NIUMAG
Concrete Bleeding Analysis by NMR
Concrete bleeding refers to the phenomenon where coarse aggregates settle while water floats up during the transportation, vibration, and pumping of concrete. It is a critical aspect of the workability of fresh concrete. The key indicators describing the bleeding characteristics include the bleeding amount and the bleeding rate.
Concrete Bleeding Study
The water-cement ratio plays a significant role in concrete bleeding. Higher water-cement ratios result in longer setting and hardening times for cement, more free water, and increased bleeding in concrete. Excessive admixture or the addition of retarding components can also lead to large bleeding and segregation of freshly mixed concrete. This causes a considerable amount of free water to leak out of the concrete surface, affecting cement setting and hardening, and reducing the water retention performance of the concrete.
Cement, as the most important cementitious material in concrete, greatly influences concrete bleeding. Cement’s setting time, fineness, surface area, and particle distribution all impact concrete bleeding performance. Longer setting times of cement lead to longer setting times for the prepared concrete, making it more prone to bleeding. Coarser cement with a smaller surface area and fewer fine particles (<5μm) in the particle distribution increases the likelihood of concrete bleeding due to inadequate hydration product sealing of capillaries.

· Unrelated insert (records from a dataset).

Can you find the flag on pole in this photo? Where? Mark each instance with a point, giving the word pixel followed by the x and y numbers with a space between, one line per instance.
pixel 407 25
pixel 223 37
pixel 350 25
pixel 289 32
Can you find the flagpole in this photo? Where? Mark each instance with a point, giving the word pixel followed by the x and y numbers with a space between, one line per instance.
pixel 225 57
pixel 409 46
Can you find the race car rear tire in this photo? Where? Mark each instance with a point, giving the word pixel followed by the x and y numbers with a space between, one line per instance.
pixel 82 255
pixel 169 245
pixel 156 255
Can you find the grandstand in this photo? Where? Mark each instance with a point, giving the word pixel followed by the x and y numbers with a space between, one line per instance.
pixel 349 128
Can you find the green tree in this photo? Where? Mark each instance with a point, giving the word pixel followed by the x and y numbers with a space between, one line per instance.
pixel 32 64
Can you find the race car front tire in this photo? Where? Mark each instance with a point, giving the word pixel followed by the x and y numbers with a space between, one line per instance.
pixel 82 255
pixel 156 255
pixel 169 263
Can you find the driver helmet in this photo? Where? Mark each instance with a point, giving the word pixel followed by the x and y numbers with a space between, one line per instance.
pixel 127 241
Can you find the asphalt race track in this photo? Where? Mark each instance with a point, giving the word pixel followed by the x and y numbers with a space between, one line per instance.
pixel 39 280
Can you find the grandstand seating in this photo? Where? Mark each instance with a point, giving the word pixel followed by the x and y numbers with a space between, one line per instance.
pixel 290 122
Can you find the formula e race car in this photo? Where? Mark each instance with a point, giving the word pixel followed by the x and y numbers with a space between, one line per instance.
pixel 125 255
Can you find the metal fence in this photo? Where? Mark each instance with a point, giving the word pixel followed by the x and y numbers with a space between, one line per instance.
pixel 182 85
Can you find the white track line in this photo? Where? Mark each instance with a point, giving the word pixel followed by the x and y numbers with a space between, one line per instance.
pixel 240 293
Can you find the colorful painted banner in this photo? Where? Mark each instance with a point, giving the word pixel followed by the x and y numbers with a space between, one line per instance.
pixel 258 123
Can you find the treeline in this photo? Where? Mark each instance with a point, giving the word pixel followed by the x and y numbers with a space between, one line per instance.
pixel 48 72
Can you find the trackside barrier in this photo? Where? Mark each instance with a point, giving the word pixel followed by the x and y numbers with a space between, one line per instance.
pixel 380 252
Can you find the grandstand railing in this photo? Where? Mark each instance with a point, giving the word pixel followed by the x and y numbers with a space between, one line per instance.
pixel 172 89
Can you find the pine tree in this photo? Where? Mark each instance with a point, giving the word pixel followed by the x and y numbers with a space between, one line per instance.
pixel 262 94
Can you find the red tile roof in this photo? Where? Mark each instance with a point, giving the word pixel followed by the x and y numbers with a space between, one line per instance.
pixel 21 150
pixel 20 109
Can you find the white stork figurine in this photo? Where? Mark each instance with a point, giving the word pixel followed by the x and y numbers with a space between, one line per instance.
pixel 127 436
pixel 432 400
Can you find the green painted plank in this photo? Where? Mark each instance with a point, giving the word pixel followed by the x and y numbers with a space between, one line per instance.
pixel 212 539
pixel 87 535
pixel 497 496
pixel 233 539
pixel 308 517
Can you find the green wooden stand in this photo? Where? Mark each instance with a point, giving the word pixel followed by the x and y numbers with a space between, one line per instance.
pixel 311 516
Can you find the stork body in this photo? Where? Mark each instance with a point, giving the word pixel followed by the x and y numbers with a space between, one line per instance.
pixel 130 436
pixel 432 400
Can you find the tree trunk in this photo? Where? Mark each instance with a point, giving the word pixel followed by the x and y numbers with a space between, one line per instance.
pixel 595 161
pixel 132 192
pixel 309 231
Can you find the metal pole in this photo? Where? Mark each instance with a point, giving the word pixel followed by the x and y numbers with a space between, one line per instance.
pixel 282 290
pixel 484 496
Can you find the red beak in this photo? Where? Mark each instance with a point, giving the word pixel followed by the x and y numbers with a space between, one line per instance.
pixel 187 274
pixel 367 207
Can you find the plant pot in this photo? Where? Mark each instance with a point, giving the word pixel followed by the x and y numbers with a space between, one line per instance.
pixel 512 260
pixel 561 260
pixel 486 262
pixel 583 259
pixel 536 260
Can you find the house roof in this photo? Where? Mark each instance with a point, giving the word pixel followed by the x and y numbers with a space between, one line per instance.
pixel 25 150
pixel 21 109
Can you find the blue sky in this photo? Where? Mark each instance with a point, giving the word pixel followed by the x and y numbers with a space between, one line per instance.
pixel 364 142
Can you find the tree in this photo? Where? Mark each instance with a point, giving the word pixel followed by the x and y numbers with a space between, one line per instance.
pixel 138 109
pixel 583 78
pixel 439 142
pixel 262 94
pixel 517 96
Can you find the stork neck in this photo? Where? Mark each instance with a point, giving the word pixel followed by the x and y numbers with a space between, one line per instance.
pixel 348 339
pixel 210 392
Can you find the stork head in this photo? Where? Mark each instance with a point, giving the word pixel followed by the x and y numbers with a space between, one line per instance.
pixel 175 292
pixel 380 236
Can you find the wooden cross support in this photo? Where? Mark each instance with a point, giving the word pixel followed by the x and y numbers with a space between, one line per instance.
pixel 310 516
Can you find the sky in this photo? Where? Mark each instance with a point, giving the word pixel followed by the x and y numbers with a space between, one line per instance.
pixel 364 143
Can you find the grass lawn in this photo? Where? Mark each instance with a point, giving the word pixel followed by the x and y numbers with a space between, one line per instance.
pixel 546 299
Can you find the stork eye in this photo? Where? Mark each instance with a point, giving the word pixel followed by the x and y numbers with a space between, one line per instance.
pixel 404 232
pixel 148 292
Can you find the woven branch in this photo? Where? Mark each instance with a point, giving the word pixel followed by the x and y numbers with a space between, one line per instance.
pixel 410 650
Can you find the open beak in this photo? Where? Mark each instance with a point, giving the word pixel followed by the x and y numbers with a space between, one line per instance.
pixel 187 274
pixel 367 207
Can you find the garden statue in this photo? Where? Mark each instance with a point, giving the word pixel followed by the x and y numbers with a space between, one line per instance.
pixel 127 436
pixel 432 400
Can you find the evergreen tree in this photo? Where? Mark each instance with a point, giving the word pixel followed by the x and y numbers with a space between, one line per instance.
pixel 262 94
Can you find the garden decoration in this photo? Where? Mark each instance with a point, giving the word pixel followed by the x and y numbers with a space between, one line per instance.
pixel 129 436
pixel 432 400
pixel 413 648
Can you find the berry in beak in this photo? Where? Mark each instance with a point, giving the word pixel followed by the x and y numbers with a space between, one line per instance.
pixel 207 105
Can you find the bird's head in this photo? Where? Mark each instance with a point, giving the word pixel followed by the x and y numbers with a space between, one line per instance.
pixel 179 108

The harm caused by concrete bleeding includes poor surface strength, weathering resistance, and erosion resistance. The water floating on the concrete surface creates bleeding channels, increasing permeability and allowing harmful substances to enter the concrete, leading to surface damage. The appearance of laitance on the surface due to bleeding lowers the concrete’s strength and wear resistance, particularly problematic for concrete surfaces requiring wear resistance, such as road surfaces.
Concrete Bleeding Study by Low Field NMR
Low-field NMR analysis is a novel technology that has emerged recently for measuring the physical parameters of cement and rock. This technology utilizes the fact that water has a significant number of hydrogen protons, which are the signal source of NMR. By calibrating the NMR signal, the mass of water in substances can be accurately measured. This method allows for the calculation of pore volume in porous media by measuring water mass and its known density after vacuum saturation. Consequently, it enables the study of pore structure changes in various cement-based materials.
Concrete bleeding is an essential aspect of fresh concrete workability, with water-cement ratio and cement properties being critical factors. Understanding the nature of concrete bleeding and utilizing advanced technologies like low-field NMR can help researchers and engineers optimize concrete mixtures and enhance concrete performance in various applications.